In the end of course, the only thing that cuts the uncomfortable between silence is Betty vomiting in her lap inside of Don's brand new Coup-De ville. Life is a lot messier than they want it to be.

Other Thoughts-

Jane Vs. Joan is on! Joan can play it smarter, but Jane can play it dirtier.

You know I love me some Roger! He played "Joan fires Jane" so perfectly. Any way it goes, he gets the attention of one of them (we all know Roger loves Joan's bad attention!) and now he has it from them both!

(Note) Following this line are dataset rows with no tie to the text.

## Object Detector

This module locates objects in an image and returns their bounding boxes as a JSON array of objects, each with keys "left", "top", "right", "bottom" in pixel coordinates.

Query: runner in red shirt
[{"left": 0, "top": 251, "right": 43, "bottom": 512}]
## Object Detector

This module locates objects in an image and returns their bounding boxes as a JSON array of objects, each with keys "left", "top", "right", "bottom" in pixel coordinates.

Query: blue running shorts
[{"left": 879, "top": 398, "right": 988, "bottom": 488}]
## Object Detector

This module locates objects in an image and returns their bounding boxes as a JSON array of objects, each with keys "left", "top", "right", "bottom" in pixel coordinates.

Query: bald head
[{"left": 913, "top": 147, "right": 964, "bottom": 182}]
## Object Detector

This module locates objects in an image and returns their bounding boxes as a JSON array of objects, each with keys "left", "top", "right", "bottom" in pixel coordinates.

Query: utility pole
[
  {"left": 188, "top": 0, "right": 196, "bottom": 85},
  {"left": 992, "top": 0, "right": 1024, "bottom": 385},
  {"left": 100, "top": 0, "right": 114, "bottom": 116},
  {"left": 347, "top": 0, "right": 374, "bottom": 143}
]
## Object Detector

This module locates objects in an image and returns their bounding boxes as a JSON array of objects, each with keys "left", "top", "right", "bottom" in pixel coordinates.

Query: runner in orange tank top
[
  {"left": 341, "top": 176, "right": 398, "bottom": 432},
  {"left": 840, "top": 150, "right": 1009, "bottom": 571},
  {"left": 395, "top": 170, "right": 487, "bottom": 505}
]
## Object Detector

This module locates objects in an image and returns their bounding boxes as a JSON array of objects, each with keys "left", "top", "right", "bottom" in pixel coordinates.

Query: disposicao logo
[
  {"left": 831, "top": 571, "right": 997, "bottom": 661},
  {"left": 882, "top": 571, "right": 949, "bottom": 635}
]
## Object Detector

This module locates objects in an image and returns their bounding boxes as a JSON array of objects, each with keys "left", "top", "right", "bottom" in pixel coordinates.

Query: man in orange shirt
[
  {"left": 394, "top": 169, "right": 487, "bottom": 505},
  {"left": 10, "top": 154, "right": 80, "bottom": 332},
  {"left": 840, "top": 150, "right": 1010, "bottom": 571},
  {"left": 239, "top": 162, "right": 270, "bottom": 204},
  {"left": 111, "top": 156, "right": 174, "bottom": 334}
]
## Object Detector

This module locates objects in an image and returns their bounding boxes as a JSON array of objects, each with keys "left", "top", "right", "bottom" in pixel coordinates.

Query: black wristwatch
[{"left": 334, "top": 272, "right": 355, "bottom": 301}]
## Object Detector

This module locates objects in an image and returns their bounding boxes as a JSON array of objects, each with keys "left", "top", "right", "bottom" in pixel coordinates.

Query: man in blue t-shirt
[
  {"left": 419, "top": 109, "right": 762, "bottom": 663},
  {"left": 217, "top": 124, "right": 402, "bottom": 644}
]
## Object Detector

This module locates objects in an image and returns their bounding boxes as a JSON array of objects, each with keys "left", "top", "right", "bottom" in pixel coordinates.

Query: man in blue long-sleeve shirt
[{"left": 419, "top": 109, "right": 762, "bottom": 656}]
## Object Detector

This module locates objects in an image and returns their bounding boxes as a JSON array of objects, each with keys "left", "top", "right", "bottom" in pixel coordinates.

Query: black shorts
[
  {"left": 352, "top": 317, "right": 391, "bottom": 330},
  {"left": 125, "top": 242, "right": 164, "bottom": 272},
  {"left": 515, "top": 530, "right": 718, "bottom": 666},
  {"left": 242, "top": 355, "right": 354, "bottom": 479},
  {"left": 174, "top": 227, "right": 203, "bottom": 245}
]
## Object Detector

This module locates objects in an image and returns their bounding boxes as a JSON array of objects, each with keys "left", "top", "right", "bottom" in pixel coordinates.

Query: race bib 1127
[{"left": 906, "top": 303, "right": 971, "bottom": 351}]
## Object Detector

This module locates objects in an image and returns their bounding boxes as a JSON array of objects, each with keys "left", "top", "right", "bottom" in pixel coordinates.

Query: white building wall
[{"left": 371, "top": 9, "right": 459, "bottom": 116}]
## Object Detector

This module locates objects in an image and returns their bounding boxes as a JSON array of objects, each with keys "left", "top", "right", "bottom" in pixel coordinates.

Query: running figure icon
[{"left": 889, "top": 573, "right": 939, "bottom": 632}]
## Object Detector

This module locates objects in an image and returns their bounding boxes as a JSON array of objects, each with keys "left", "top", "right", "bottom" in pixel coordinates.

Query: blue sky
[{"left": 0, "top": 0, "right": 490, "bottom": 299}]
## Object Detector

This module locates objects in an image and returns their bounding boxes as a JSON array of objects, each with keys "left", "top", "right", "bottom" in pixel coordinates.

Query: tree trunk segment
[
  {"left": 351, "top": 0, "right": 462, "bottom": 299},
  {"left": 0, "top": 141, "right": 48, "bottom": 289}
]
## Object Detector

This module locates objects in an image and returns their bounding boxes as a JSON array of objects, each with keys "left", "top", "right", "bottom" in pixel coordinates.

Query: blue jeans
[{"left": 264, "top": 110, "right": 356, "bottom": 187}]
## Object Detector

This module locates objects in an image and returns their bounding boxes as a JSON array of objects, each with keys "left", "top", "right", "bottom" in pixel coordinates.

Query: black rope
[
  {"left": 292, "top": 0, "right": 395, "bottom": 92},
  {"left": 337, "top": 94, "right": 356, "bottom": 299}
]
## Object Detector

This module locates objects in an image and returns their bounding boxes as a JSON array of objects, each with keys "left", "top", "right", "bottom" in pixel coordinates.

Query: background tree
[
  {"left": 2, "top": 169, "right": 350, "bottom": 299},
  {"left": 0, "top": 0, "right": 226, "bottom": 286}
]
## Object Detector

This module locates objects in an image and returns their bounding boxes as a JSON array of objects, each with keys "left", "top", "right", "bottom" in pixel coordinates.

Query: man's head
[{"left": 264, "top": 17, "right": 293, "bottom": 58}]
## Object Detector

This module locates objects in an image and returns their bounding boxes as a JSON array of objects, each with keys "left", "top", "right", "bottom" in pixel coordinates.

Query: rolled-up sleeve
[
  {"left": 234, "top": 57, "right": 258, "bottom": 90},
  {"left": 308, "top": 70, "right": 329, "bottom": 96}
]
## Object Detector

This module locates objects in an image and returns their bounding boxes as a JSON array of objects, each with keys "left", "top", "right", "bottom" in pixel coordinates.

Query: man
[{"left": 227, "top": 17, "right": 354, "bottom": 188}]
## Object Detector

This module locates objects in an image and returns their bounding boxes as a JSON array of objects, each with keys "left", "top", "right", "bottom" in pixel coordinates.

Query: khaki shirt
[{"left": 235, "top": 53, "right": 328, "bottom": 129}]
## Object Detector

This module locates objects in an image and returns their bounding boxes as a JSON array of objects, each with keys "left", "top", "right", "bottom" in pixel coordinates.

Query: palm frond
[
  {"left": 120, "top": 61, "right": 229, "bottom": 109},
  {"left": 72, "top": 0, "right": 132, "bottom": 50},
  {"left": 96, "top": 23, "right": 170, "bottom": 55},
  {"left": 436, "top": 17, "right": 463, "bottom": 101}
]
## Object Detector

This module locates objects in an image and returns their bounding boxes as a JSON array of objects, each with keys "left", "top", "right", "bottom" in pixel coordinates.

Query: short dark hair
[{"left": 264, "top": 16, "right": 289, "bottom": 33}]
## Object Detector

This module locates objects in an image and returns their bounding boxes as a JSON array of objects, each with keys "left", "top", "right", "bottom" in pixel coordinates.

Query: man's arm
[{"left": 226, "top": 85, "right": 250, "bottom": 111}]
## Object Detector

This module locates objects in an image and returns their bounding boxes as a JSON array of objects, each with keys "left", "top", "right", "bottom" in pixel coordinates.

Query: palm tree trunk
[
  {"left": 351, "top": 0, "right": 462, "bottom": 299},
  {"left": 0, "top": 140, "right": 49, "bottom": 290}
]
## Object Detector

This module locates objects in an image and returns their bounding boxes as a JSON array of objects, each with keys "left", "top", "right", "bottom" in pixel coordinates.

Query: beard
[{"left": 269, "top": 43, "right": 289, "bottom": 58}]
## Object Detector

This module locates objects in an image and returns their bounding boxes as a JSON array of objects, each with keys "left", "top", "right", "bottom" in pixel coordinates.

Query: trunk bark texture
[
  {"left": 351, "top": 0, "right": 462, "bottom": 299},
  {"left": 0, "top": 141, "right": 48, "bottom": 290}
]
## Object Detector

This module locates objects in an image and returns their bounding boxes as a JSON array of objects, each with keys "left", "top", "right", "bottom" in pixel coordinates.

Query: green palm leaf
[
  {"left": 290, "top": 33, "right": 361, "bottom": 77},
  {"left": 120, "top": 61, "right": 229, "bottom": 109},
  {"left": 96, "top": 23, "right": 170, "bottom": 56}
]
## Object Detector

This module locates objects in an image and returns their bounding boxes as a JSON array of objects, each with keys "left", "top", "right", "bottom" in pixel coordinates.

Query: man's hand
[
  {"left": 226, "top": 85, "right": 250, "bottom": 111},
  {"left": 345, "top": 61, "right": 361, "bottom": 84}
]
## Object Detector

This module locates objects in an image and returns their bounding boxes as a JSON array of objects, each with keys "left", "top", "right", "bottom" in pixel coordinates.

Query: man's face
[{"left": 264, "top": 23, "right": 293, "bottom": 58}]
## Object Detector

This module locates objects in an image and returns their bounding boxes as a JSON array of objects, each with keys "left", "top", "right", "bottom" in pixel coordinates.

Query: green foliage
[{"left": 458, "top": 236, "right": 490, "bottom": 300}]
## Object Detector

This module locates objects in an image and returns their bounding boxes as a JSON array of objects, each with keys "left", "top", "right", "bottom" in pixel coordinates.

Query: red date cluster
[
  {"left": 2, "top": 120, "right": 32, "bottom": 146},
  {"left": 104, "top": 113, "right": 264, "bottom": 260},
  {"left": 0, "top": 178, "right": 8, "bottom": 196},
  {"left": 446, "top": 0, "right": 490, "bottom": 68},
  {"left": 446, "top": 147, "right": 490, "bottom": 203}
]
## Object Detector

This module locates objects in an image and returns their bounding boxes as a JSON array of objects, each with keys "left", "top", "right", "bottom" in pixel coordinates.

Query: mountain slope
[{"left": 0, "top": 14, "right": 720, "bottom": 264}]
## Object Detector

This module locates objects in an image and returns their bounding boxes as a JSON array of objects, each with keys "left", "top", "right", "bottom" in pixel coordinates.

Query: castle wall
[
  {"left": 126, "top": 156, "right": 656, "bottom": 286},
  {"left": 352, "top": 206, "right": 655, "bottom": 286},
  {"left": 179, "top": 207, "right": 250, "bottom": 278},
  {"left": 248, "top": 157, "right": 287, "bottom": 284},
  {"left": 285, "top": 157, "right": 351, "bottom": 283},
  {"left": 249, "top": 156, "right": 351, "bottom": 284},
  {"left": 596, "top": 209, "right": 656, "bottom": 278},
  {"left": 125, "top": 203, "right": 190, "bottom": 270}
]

Peggy was looking good, not like "a little girl" at all.

I almost didn't miss Pete.

And Cooper's painting, that everyone wants to see as art, but he can only see as commerce. Perfect for an advertising executive.














2 comments:

Anonymous said...

I thought it was great that after the picnic, the whole family just got up and left, leaving behind their trash....Don even threw a beer can into the woods...I love the way Mad Men shows us how different things were back then....not so long ago...but so far away.

--Mark

Anonymous said...

That part was funny. I actually laughed out loud! I also think that it was representing the fact that the Draper's life seems so perfect, just like the picnic, but it's actually covered in trash.